Note that as with many traditional herb and spice blends, the ingredients are not universal to every blend; their inclusion depends largely on individual taste and the ingredient’s availability. Another important fact to keep in mind about herbes de Provence is that it is probably best known for the inclusion of lavender flowers in some blends. Lavender is not a traditional ingredient; rather, it is viewed as an addition that appeals mostly to consumers in America and to tourists instead of to Provencal natives. Lavender is not included in Italian seasoning nor is savory, which is another herbes de Provence staple.
Italian seasoning, on the other hand, consists of the herbs most commonly used in Italian cooking; however, it is actually an American invention. It is a convenient an affordable shortcut for adding authentic Italian ingredients to American versions of Italian food and is not actually used in Italy. Most Italian cooks prefer to add two or three herbs to their dishes, not the five or more that show up in most Italian seasoning blends. Most of the ingredients in Italian seasoning are also used in most herbes de Provence blends, with the exception of basil.
If your recipe calls for one, can you use the other?

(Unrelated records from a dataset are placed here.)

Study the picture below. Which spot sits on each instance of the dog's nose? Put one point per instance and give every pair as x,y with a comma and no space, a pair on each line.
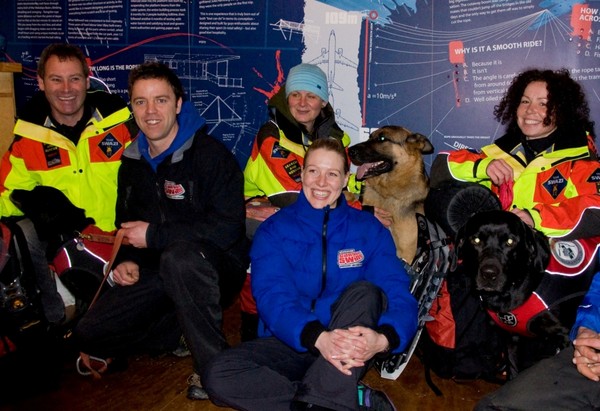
489,272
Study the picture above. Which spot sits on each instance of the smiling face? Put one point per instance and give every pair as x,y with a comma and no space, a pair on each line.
323,177
65,86
155,109
305,107
533,110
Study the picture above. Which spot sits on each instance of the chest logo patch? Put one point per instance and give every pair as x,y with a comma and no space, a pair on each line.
508,318
110,145
350,258
52,155
293,170
568,253
279,152
555,184
174,191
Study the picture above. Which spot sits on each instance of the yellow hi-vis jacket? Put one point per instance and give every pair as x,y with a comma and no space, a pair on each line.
556,187
86,173
274,166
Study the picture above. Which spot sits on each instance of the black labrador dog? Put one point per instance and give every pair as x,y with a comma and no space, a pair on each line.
59,223
507,261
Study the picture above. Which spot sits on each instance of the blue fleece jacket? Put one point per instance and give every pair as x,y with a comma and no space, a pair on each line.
287,265
588,313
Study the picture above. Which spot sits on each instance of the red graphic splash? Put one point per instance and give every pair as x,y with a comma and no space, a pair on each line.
275,87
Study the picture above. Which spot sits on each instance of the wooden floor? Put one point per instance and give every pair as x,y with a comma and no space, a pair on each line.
159,383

Herbes de Provence blends can be found with or without lavender flowers. The versions without lavender flowers can usually be used as 1:1 substitutes for Italian seasoning in most applications. Similarly, Italian seasoning can be used in place of herbes de Provence in most French and French-inspired dishes. The strong floral notes present in herbes de Provence blend with lavender flowers may too sweet for it to be used in most (if not all) dishes that require Italian seasoning.
When should you use herbes de Provence and when should you use Italian seasoning?
Use herbes de Provence to season grilled and oven roasted meats. The fattier those meats are, the better. In addition, you can add it to salad dressings and sprinkle it over vegetables. It is commonly used for making ratatouille. Use Italian seasoning in tomato-based American-Italian dishes or as a part of a dry rub for meats that you intend to barbecue. Like herbes de Provence, it can be added to a salad dressing or used on vegetables.